Thanks for doing the calculations @alexanderstephan, that's helpful.
However, adding this would mean that there's no further headroom for adding any other constructs to TLSRoute. In other conversations, we've talked about adding ALPN matching, and a couple of other additional complexities that escape me right now, but if we use all the space available for storing hostnames, we'll have none left for expansion.

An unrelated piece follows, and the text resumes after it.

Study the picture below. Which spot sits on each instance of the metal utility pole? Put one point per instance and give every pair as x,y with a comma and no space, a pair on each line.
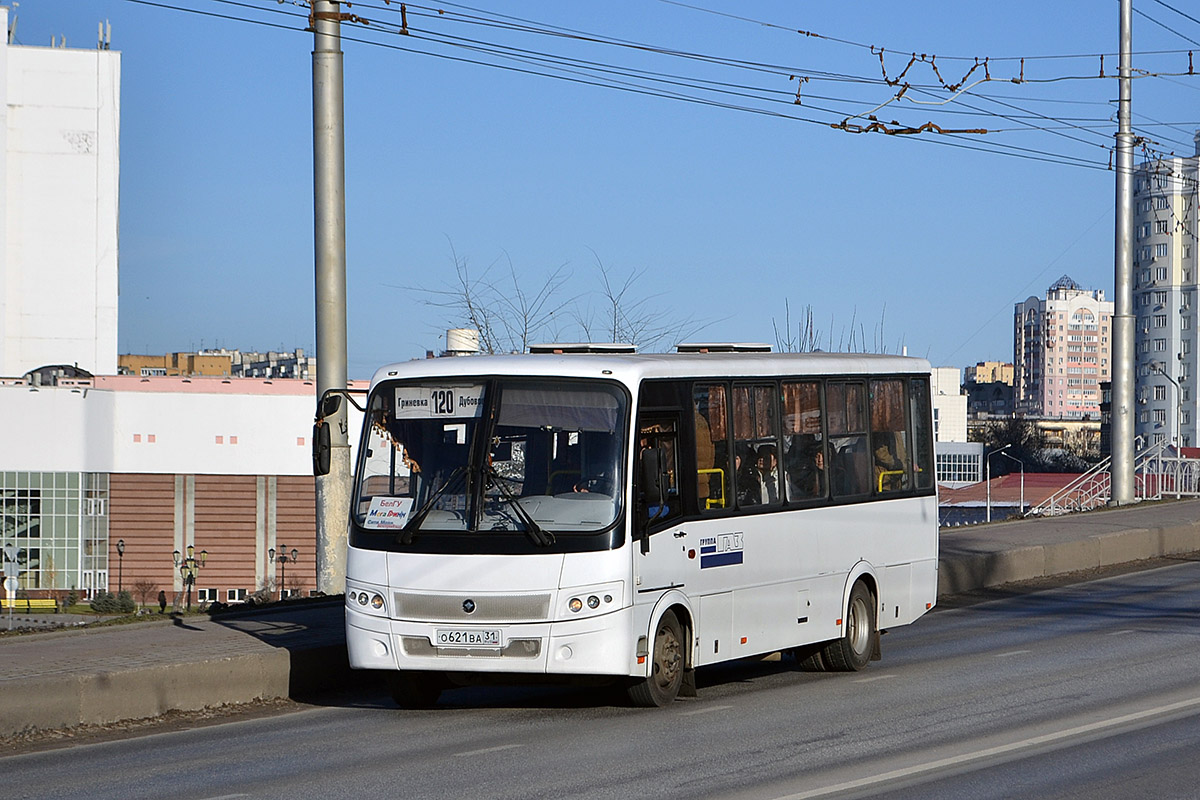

On top of that, I'm not sure how this would work. Because TLSRoute is about sending all traffic that matches the hostname list to a single backend, are you anticipating having that backend using a certificate that has up to 4096 SANs? That seems like a very large amount, that I'd be surprised if it's supported in most certificate handlers (it would certainly massively increase the size of the certificate).
I'd like to understand the use case you're aiming for here better. What sort of use cases involve serving 4000 hostnames from one backend service, presumably with a single certificate?
Also, we did stop shipping a validating webhook, because CEL does everything we want, generally, and the complexity cost calculations are also generally a good indication that we're keeping the API complexity under control.
Thanks for looking into this, @youngnick!
However, adding this would mean that there's no further headroom for adding any other constructs to TLSRoute. In other conversations, we've talked about adding ALPN matching, and a couple of other additional complexities that escape me right now, but if we use all the space available for storing hostnames, we'll have none left for expansion.
I see. So, you're suggesting we should lower the limit more, e.g., to 2048?
That seems like a very large amount, that I'd be surprised if it's supported in most certificate handlers (it would certainly massively increase the size of the certificate).
I think it actually possible to have 10k+ hostnames per certificate from what I have seen. However, this does not apply here for this case since we can also have multiple certificates as explained below.
I'd like to understand the use case you're aiming for here better. What sort of use cases involve serving 4000 hostnames from one backend service, presumably with a single certificate?
So, the umbrella topic here would be "multi-tenant SaaS with custom domains". Here, a single backend shard can potentially serve thousands of tenant custom domains. Our deployments terminate TLS at the backend, selecting certs dynamically via SNI. So, TLSRoute’s role is to steer all those SNI matches to the right termination tier. In this context, it makes sense to consolidate many low-traffic domains behind one backend as it is more efficient.
Also, we did stop shipping a validating webhook, because CEL does everything we want, generally, and the complexity cost calculations are also generally a good indication that we're keeping the API complexity under control.
Okay, that makes sense. I guess this can be looked into in the next step when the motivation for this change is more clear.